An international trial coordinated by Vanderbilt University Medical Center suggests that fostamatinib, a treatment for the blood disorder chronic immune thrombocytopenia, did not significantly decrease oxygen-free days or improve outcomes for hospitalized patients with COVID-19.
Previous studies suggested that fostamatinib may suppress inflammatory responses triggered by COVID-19 and mitigate ongoing lung injury, decreasing mortality and oxygen requirements.
In the randomized, double-blinded placebo-controlled clinical trial of 400 adults conducted between 2021 and 2023 at 62 hospitals, including 21 outside the United States, fostamatinib did not significantly decrease the number of oxygen-free days, a composite of days on supplemental oxygen and/or mortality through study day 28, compared to a control group.
Results were reported in the journal JAMA Network Open. The paper’s lead authors were VUMC’s Sean Collins, MD, MSc, professor of Emergency Medicine, and Matthew Shotwell, PhD, associate professor of Biostatistics and Anesthesiology, and Jeffrey Strich, MD, of the National Heart, Lung, and Blood Institute, part of the National Institutes of Health.
“These results suggest fostamatinib does not improve recovery from COVID-19 infection,” said Collins, director of the VUMC Center for Emergency Care Research and Innovation. “While this may be due to a lack of fostamatinib efficacy, there was a significant change in patient characteristics between the original trials and ours.
“Patients enrolled in prior trials were young, unvaccinated and otherwise healthy. Those enrolled in our study were older, vaccinated and had multiple comorbidities including chronic lung disease. Ongoing mechanistic substudies will help us further understand the impact of patient heterogeneity on our results.”
The study was part of the three-trial Accelerating COVID-19 Therapeutic Interventions and Vaccines-4 (ACTIV-4) Host Tissue platform, which investigated fostamatinib and two experimental medications aimed at preventing potentially life-threatening complications, including blood vessel damage, blood clots and injury to the heart and lungs, in adults hospitalized with COVID-19.
“The three trials in the platform shared a placebo group, which reduced the total number of participants required to complete all three trials by more than 150,” said Shotwell, principal investigator of the platform’s Data Coordinating Center. “In total, 899 participants were enrolled across all three trials.”
Collins holds the Clinical Directorship for Emergency Medicine Research. Other VUMC co-authors were Gordon Bernard, MD, Amanda Bistran-Hall, Kelly Walsh, BSN, Jonathan Casey, MD, MSCI, Josh DeClercq, MS, Meghan Morrison Joly, PhD, Jill Pulley, MBA, Todd Rice, MD, Jonathan Schildcrout, PhD, Matthew Semler, MD, Li Wang, MS, and senior author Wesley Self, MD, MPH.

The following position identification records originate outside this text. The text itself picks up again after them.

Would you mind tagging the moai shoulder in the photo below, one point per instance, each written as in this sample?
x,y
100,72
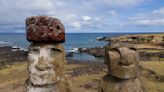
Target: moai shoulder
x,y
123,72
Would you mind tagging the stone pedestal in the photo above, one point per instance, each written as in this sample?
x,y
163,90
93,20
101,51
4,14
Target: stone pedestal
x,y
123,73
46,56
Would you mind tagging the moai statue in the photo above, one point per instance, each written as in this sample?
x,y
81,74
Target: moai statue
x,y
123,70
46,55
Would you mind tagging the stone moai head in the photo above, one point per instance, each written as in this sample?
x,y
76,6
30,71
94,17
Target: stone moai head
x,y
46,63
44,29
46,54
122,61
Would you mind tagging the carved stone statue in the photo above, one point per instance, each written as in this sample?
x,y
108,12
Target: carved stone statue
x,y
123,73
46,56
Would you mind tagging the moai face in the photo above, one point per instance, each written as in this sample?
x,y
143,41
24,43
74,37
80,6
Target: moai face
x,y
46,63
44,29
122,62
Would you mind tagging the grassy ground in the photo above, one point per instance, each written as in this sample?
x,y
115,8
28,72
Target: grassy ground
x,y
12,78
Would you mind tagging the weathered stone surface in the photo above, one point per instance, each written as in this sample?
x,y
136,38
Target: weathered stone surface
x,y
44,29
62,86
46,63
123,63
109,84
123,72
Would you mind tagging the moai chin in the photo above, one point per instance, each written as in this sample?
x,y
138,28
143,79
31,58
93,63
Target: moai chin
x,y
46,55
123,73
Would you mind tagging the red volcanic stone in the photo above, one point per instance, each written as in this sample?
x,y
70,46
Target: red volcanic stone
x,y
44,29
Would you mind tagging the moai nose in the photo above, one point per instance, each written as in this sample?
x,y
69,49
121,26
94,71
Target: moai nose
x,y
41,65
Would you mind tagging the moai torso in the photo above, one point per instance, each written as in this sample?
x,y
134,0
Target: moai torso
x,y
46,56
123,72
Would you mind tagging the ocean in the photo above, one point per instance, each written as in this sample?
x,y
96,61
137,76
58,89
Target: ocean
x,y
72,42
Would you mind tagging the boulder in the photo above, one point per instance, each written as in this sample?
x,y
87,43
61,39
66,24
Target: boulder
x,y
45,29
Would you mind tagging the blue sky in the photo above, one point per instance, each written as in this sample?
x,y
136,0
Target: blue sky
x,y
81,16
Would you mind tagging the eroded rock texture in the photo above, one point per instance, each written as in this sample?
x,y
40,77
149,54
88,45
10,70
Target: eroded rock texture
x,y
46,55
46,69
44,29
123,72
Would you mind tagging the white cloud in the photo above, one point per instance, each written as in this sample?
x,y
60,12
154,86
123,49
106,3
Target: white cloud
x,y
75,24
122,3
159,11
113,13
86,18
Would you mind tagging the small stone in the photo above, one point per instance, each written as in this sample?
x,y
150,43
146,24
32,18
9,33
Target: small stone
x,y
45,29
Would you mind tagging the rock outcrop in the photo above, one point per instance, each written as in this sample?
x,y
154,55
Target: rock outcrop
x,y
46,58
123,70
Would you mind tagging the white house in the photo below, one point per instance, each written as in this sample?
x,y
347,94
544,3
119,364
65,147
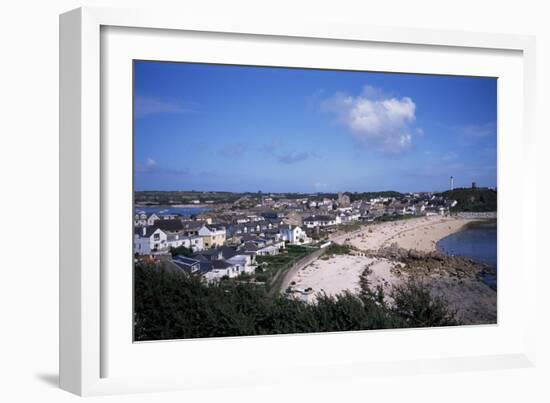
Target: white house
x,y
142,219
195,243
149,240
293,234
212,236
321,221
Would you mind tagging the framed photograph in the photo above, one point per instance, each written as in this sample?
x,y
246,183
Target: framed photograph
x,y
251,203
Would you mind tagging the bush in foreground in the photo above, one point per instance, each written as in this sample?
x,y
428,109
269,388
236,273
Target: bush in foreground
x,y
171,305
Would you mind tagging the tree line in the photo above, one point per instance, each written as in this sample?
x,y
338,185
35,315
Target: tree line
x,y
175,305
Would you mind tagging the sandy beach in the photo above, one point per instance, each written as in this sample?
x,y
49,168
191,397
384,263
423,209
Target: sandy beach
x,y
334,274
341,273
421,234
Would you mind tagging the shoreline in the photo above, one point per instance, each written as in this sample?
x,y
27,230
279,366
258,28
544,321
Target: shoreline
x,y
390,254
421,234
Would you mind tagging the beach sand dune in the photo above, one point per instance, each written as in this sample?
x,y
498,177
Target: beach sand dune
x,y
421,233
341,273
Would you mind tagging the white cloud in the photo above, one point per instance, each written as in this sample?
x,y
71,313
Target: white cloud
x,y
375,120
479,130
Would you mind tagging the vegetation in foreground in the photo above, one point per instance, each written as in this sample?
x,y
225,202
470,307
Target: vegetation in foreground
x,y
172,305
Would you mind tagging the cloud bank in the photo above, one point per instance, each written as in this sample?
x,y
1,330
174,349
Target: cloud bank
x,y
378,122
146,105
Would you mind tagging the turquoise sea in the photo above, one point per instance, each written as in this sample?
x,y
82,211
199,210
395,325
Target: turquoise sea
x,y
477,241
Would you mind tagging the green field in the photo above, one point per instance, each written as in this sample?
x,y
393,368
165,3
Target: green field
x,y
272,269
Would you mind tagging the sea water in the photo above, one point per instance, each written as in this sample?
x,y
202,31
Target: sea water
x,y
477,241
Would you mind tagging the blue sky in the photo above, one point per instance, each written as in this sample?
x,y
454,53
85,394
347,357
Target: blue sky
x,y
236,128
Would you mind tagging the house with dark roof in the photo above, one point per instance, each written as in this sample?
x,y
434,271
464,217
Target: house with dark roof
x,y
149,240
212,236
321,220
293,234
214,264
142,219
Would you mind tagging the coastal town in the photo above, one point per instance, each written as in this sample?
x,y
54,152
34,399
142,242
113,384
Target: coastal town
x,y
284,241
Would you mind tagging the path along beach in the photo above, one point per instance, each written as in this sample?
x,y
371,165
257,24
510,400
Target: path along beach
x,y
338,273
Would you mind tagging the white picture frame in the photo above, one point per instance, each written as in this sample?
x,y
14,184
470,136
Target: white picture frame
x,y
88,335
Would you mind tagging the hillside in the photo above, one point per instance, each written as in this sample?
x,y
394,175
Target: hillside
x,y
478,200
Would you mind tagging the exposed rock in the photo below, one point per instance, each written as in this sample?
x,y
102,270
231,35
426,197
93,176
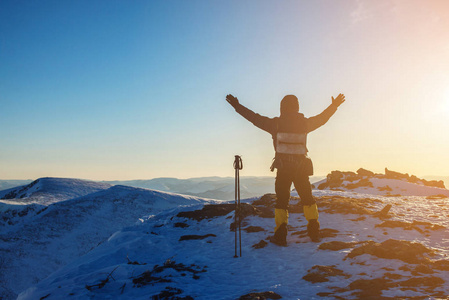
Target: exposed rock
x,y
364,172
337,245
261,296
195,237
152,277
422,269
384,212
321,273
259,245
341,205
409,226
442,265
335,179
369,288
364,182
409,252
395,175
324,233
170,293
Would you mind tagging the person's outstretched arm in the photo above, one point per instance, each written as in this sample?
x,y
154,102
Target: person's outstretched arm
x,y
321,119
262,122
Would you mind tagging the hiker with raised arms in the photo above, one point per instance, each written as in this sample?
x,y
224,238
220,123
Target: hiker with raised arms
x,y
289,132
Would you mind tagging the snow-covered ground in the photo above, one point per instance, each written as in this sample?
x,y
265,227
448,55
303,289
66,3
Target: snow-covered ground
x,y
400,254
387,187
49,190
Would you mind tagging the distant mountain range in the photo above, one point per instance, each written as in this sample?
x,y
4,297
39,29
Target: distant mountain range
x,y
54,220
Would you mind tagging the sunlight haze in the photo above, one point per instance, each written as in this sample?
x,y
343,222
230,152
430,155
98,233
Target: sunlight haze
x,y
126,90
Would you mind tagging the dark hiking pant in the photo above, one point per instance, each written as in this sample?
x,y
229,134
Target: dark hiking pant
x,y
286,175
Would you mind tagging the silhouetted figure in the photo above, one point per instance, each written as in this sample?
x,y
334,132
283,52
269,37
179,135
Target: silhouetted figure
x,y
289,132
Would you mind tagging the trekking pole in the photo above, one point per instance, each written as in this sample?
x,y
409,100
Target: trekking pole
x,y
238,165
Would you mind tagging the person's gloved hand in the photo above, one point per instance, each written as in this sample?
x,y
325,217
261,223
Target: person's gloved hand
x,y
232,100
339,100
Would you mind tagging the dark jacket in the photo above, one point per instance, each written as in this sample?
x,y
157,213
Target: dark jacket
x,y
290,123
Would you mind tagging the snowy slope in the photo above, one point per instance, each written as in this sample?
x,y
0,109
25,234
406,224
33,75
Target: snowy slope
x,y
41,243
363,255
50,190
210,187
8,184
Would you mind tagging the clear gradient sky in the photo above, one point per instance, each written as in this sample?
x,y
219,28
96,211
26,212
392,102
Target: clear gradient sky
x,y
120,90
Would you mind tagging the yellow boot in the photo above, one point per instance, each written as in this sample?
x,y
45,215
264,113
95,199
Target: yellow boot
x,y
280,231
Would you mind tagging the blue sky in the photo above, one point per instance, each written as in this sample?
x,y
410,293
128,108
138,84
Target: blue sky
x,y
135,89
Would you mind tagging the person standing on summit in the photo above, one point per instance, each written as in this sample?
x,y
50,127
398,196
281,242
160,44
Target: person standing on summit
x,y
289,132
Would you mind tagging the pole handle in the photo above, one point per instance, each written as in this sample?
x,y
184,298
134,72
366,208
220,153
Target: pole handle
x,y
238,164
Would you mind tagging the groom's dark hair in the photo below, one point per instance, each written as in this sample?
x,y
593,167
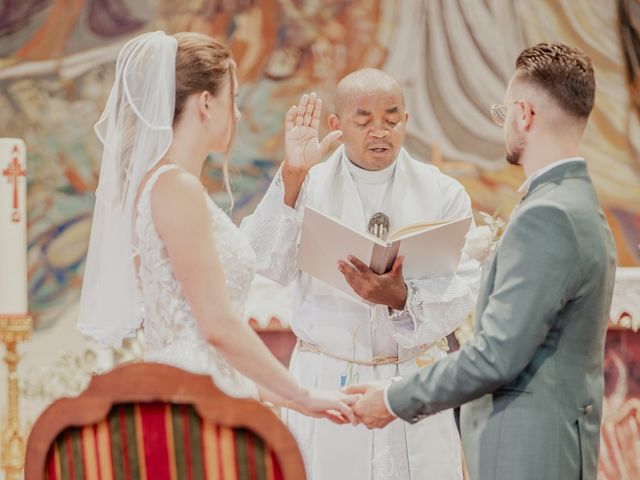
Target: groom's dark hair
x,y
562,71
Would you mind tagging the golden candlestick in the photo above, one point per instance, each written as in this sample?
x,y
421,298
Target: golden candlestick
x,y
13,329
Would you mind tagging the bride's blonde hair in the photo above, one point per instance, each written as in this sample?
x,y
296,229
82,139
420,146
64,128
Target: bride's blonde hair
x,y
205,64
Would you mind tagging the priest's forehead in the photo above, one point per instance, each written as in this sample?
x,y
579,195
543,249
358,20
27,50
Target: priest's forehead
x,y
365,90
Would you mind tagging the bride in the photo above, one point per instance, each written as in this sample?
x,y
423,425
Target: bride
x,y
162,254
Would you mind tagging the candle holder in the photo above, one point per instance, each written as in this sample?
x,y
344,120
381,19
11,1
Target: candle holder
x,y
13,329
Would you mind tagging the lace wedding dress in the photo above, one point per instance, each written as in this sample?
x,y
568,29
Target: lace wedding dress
x,y
171,332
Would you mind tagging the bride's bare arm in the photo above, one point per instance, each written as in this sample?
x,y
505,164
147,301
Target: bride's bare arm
x,y
181,217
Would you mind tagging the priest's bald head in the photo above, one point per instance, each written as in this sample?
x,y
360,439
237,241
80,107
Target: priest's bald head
x,y
371,113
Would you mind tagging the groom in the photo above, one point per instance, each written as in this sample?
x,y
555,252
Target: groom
x,y
532,377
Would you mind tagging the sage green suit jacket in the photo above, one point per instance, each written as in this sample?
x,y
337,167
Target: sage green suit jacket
x,y
532,377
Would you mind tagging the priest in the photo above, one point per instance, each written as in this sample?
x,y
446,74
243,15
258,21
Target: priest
x,y
398,324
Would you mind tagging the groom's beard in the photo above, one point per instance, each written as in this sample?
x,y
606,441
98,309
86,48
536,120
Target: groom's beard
x,y
515,151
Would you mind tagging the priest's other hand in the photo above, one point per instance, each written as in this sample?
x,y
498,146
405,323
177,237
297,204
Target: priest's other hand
x,y
371,409
303,148
386,289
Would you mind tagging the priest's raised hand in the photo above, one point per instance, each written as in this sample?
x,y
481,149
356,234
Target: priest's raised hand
x,y
303,148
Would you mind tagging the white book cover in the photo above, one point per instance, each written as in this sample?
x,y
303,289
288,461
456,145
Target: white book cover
x,y
430,249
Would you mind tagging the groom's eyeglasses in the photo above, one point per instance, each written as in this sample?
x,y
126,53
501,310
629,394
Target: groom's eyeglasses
x,y
499,112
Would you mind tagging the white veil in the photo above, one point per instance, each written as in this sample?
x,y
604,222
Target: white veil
x,y
136,131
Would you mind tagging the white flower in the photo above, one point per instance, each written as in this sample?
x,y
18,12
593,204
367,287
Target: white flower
x,y
479,243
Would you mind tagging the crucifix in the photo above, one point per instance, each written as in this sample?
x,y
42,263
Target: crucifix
x,y
13,172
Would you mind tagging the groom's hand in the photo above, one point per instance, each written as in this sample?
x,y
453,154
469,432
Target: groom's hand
x,y
371,409
386,289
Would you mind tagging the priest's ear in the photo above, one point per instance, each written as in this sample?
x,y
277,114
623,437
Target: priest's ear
x,y
334,122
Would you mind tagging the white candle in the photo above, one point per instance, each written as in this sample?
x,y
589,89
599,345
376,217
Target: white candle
x,y
13,227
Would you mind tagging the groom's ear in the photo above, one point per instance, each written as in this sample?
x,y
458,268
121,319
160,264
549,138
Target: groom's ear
x,y
204,104
334,122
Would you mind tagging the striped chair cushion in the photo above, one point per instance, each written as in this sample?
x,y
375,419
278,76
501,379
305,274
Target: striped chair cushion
x,y
159,441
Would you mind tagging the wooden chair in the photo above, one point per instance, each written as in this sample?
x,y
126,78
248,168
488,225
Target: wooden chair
x,y
150,421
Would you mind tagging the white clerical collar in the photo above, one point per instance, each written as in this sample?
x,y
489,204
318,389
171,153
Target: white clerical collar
x,y
524,188
360,175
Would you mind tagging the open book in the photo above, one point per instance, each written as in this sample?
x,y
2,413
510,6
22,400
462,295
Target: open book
x,y
430,249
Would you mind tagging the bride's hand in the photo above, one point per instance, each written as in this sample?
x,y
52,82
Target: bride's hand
x,y
332,405
303,149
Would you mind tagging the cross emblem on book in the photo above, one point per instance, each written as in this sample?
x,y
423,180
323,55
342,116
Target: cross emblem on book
x,y
13,171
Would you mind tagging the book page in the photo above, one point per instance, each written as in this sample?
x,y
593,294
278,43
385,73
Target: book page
x,y
436,251
324,241
408,230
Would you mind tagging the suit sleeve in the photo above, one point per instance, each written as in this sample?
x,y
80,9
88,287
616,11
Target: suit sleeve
x,y
536,261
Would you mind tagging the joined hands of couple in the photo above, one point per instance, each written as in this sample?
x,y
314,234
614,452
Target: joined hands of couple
x,y
361,403
355,404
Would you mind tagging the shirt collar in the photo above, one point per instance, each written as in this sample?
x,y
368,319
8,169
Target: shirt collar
x,y
360,175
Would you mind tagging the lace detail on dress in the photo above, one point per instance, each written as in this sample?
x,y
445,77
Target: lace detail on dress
x,y
171,332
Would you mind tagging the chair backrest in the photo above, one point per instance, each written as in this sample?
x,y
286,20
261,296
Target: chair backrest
x,y
151,421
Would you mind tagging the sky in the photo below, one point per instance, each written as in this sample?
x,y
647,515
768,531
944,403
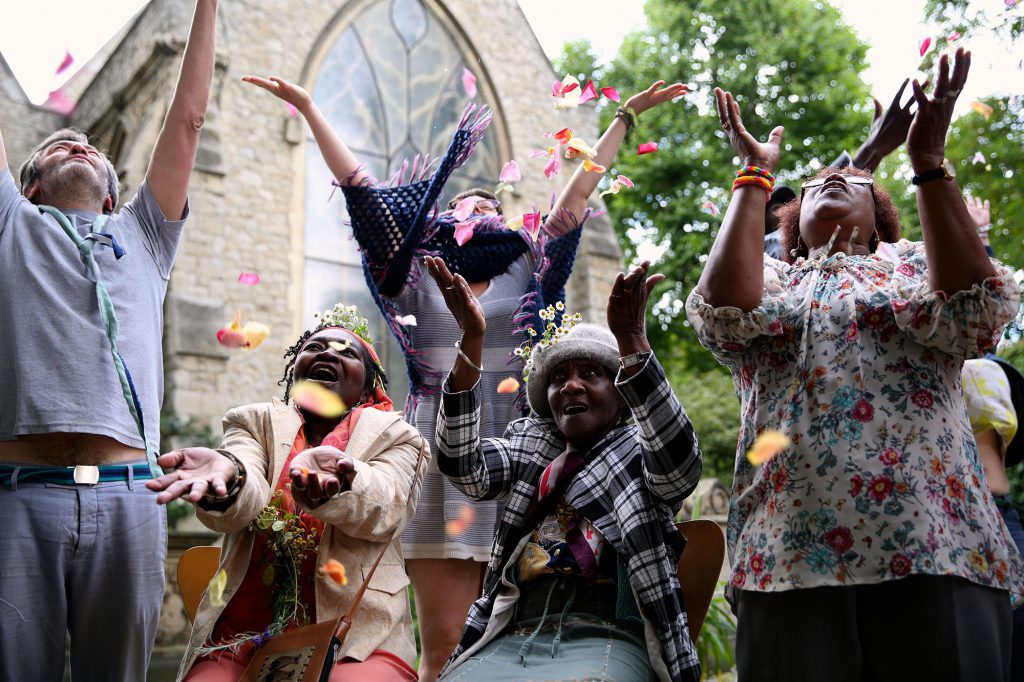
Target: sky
x,y
893,54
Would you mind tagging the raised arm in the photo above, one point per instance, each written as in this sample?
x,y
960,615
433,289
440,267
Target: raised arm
x,y
582,184
174,155
888,131
733,275
339,158
956,258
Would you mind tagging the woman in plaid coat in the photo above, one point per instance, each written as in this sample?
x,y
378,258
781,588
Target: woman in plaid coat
x,y
582,579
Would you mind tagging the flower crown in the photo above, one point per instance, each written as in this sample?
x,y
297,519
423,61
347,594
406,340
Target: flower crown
x,y
347,316
552,334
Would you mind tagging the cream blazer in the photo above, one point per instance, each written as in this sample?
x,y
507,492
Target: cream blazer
x,y
385,449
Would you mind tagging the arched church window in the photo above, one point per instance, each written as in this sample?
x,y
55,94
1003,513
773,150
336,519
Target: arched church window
x,y
390,85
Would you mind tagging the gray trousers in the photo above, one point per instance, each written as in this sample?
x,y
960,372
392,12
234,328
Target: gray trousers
x,y
935,628
86,560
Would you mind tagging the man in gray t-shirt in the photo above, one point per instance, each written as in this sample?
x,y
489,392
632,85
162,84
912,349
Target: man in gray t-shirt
x,y
81,382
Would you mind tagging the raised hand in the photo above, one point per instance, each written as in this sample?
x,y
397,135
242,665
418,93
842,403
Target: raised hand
x,y
628,308
320,473
281,88
197,471
926,142
655,95
461,301
888,130
750,151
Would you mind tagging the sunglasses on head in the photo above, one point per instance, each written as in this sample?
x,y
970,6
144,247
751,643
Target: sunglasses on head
x,y
851,179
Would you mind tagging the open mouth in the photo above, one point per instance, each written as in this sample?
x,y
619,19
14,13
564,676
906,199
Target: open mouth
x,y
323,373
574,409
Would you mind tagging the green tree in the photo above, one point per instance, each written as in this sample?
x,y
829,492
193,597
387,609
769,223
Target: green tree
x,y
792,62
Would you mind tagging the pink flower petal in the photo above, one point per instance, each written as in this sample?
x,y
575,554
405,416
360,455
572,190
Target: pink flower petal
x,y
510,172
554,165
469,83
464,208
611,93
589,92
464,230
66,62
406,321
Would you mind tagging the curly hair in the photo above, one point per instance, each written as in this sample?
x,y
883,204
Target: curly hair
x,y
886,216
373,371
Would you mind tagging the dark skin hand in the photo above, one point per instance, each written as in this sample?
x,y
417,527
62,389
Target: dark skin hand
x,y
888,130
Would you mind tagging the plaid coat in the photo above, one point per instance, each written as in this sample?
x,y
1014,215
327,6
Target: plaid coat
x,y
635,478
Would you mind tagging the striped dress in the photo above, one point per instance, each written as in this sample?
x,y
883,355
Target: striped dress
x,y
443,526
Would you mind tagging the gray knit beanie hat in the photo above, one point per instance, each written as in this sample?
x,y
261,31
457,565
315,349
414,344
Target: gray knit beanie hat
x,y
584,341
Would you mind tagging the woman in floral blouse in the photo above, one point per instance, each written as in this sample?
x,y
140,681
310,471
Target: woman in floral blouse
x,y
869,548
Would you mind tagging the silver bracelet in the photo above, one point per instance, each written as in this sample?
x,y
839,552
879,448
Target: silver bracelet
x,y
464,356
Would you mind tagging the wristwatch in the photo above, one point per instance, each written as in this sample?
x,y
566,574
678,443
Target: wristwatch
x,y
634,358
945,172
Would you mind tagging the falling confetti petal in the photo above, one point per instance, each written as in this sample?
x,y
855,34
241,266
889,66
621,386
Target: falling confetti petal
x,y
406,321
469,83
460,524
464,230
766,445
579,148
982,109
508,385
255,334
66,62
335,570
216,588
589,92
510,172
317,399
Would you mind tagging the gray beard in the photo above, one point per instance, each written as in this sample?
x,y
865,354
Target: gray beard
x,y
72,184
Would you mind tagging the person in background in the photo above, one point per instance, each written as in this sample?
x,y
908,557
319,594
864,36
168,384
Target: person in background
x,y
868,547
82,288
396,224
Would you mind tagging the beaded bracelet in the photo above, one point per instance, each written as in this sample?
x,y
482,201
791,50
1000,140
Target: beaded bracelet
x,y
753,180
747,171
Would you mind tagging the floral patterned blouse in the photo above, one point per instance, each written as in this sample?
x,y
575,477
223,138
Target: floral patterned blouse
x,y
858,361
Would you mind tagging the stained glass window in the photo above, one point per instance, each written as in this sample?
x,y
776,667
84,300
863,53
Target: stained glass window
x,y
390,86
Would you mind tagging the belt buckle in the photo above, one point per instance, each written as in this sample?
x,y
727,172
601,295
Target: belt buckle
x,y
85,474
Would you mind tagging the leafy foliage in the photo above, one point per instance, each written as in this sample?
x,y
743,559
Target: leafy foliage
x,y
788,62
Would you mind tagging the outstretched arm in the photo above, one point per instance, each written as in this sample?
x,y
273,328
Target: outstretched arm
x,y
582,184
339,158
888,131
174,155
734,273
956,258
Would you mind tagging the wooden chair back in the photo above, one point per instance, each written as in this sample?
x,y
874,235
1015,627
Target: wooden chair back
x,y
699,568
196,568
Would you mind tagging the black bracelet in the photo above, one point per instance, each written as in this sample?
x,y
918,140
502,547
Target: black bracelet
x,y
240,479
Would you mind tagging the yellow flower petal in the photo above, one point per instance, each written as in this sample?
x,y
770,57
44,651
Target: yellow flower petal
x,y
766,445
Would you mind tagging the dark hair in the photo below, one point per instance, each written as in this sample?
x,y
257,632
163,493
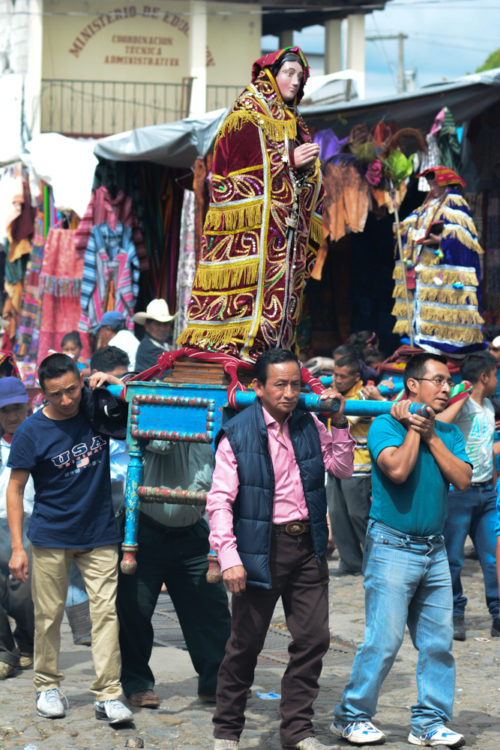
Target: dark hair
x,y
119,326
73,337
475,364
371,356
106,358
416,365
491,332
345,349
350,361
272,357
56,365
287,57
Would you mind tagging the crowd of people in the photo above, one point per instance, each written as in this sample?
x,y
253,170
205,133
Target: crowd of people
x,y
402,491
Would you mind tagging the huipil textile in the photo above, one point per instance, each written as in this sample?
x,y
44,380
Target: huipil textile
x,y
262,230
444,303
60,280
104,209
110,275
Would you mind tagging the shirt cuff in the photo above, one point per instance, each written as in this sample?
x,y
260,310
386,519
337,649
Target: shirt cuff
x,y
228,559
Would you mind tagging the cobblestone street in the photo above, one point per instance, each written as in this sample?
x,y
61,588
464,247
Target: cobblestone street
x,y
183,722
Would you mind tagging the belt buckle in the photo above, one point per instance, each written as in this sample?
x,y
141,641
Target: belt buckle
x,y
294,528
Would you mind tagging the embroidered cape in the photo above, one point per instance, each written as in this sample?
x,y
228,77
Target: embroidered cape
x,y
444,288
262,229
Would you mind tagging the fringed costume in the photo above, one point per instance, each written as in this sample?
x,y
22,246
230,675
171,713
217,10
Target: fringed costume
x,y
262,229
442,279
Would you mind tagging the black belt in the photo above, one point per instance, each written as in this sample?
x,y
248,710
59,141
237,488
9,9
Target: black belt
x,y
293,528
169,530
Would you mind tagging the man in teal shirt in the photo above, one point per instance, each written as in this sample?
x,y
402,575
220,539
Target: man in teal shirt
x,y
407,577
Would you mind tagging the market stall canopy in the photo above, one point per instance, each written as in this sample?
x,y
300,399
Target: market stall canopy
x,y
466,97
176,144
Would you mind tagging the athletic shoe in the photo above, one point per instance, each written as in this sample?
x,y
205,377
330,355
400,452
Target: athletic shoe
x,y
51,704
440,736
459,628
114,712
311,743
358,732
6,670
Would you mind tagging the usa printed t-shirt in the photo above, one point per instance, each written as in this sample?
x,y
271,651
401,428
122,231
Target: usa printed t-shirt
x,y
69,463
418,506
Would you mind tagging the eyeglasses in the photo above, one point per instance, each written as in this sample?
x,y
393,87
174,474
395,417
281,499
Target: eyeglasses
x,y
438,381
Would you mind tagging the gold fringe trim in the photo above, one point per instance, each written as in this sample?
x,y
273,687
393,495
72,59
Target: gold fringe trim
x,y
448,296
456,232
438,294
227,276
456,215
213,337
400,327
274,129
316,231
455,333
234,218
426,275
450,315
399,309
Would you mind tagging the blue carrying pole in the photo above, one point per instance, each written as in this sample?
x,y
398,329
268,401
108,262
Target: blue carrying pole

Also contributing to this work were research staff of the Vanderbilt Coordinating Center, the VUMC Department of Biostatistics, the European treatment network for HIV, hepatitis and global emerging infectious diseases, Research Organization (KC) Ltd, and pharmaceutical industry partners.
Part of a public-private partnership of research protocols, the ACTIV-4 trials were overseen by the NHLBI. This study was supported in part by NIH grant OT2HL156812.